Первое время Антона и Олю сильно беспокоили встречи с соседями. Пусть тех, кто помнил семью Назаровых и узнавал Антона, осталось не так уж много – кто-то умер, кто-то уехал, продав или сдав дорогую квартиру, – но они все же имелись. Так, во время своей второй прогулки молодые люди встретили Тамару, дочь Катерины, бывшей домработницы, и та очень удивилась, увидев Антона. Она рассказала, что Катерина недавно умерла – почти сразу же после того, как они втроем съездили с Антоном на кладбище к его родным. А еще выяснилось, что Тамара неоднократно расспрашивала Зою о племяннике, и та говорила, что парень совсем плох, его пришлось положить в психиатрическую больницу, откуда он уже, скорее всего, не вернется. Услышав такое, Антон совсем растерялся, но, как всегда, спасла положение Оля. Она засмеялась, процитировала остроту кого-то из классиков «слухи о моей смерти сильно преувеличены» и сказала, что Антон действительно какое-то время был нездоров, но теперь явно пошел на поправку и из больницы его отпустили домой. В заключение этого убедительного монолога Оля попросила Тамару не говорить ничего тетке Антона – она пока не разрешает ему гулять, опасается, как бы не стало хуже. Тамара полностью ей поверила и обещала не выдавать их.
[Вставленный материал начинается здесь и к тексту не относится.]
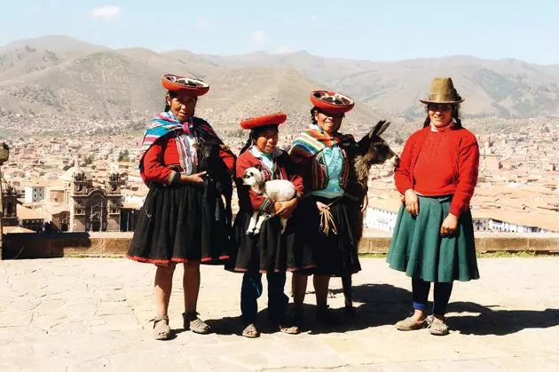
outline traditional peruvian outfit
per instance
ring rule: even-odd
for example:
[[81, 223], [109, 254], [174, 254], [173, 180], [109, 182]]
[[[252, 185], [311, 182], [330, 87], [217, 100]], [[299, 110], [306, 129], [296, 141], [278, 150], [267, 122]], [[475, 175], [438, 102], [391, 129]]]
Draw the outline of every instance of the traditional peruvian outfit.
[[[164, 75], [162, 84], [169, 91], [185, 90], [193, 96], [205, 94], [209, 89], [200, 80], [174, 75]], [[217, 206], [217, 201], [203, 200], [203, 186], [181, 182], [181, 175], [196, 172], [194, 144], [209, 137], [217, 139], [211, 126], [195, 116], [181, 123], [169, 110], [152, 119], [139, 154], [140, 174], [149, 192], [128, 258], [169, 265], [217, 263], [229, 257], [229, 221], [225, 213], [215, 213], [216, 208], [223, 206]], [[219, 155], [232, 172], [235, 155], [228, 150], [220, 150]]]
[[[329, 113], [345, 113], [353, 100], [340, 93], [316, 91], [311, 102]], [[350, 135], [328, 134], [311, 124], [297, 137], [289, 154], [297, 163], [305, 194], [293, 216], [294, 266], [303, 266], [301, 257], [312, 257], [315, 267], [309, 273], [346, 276], [361, 270], [358, 257], [357, 221], [360, 221], [358, 201], [346, 194], [350, 160], [345, 148], [355, 146]], [[321, 212], [317, 202], [329, 206]], [[308, 265], [308, 263], [306, 263]]]
[[248, 168], [257, 169], [263, 175], [263, 182], [289, 180], [296, 192], [295, 197], [298, 198], [303, 193], [303, 178], [296, 173], [296, 167], [287, 153], [276, 148], [272, 154], [267, 154], [260, 151], [256, 145], [258, 131], [277, 130], [286, 118], [285, 114], [274, 114], [240, 123], [241, 128], [251, 130], [251, 134], [236, 164], [235, 182], [240, 210], [233, 224], [236, 255], [229, 268], [244, 273], [240, 310], [247, 324], [253, 324], [256, 318], [256, 300], [263, 291], [263, 273], [266, 274], [268, 281], [268, 316], [276, 325], [283, 323], [288, 302], [284, 293], [286, 272], [297, 268], [287, 261], [291, 251], [287, 238], [291, 228], [289, 222], [285, 233], [281, 232], [279, 216], [265, 219], [258, 233], [247, 233], [255, 211], [271, 213], [273, 208], [273, 202], [265, 194], [257, 194], [249, 186], [243, 185], [243, 176]]

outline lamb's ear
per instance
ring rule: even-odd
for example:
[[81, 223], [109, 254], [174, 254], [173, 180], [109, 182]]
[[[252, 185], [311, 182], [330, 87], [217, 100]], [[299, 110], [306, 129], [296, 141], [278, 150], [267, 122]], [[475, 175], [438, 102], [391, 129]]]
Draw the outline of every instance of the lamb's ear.
[[377, 123], [374, 128], [373, 128], [373, 131], [369, 131], [369, 139], [372, 139], [374, 136], [378, 136], [379, 131], [381, 131], [381, 128], [382, 128], [382, 125], [384, 125], [385, 123], [385, 120], [381, 120], [379, 123]]
[[386, 122], [386, 123], [384, 125], [382, 125], [382, 128], [381, 128], [379, 130], [379, 131], [376, 133], [377, 136], [380, 136], [381, 134], [384, 133], [384, 131], [386, 131], [386, 129], [390, 126], [390, 122]]

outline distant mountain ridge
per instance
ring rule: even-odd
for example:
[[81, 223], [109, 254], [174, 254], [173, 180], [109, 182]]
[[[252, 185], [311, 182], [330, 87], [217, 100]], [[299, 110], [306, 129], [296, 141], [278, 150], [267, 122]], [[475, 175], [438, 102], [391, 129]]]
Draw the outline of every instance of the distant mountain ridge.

С тех пор молодые люди постоянно были настороже, ведь в любую минуту мог попасться навстречу кто-то знакомый, а потом без всякой задней мысли поведать об этой встрече Зое. Хотя бы та же консьержка… Но, на их счастье, все как-то обходилось. Возможно, во многом играло свою роль время, в которое происходила эта история, – начало девяностых. В стране была неразбериха, местами уже граничащая с хаосом. Тем же консьержкам скоро перестали платить, и они часто сменялись. Соседи же были заняты своими делами, ежедневными проблемами, как прожить, где взять денег и достать самое необходимое. Всем было не до чужих забот. Так что скоро ребята перестали тревожиться и начали получать только удовольствие от совместных прогулок.
Их любимым местом стал Александровский сад, хотя там бывало людно даже по утрам в будние дни. Но Антону это было интересно, он рассматривал прохожих – спешащих по делам клерков, приезжих, матерей с детьми, старичков с маленькими смешными собаками, влюбленные парочки. Как же он отвык… от всего. От того, как выглядят люди, как они движутся, не ограниченные четырьмя стенами. Как он сам движется, не имея возможности в любой момент схватиться за стену. И почва под ногами как будто неровная – поначалу Антон то и дело спотыкался даже на асфальте, забывал смотреть себе под ноги, а если смотрел на землю – то забывал следить за дорогой. И если бы не Оля, придерживающая его под руку, сталкивался бы и с идущими навстречу прохожими, и с деревьями, и с фонарными столбами.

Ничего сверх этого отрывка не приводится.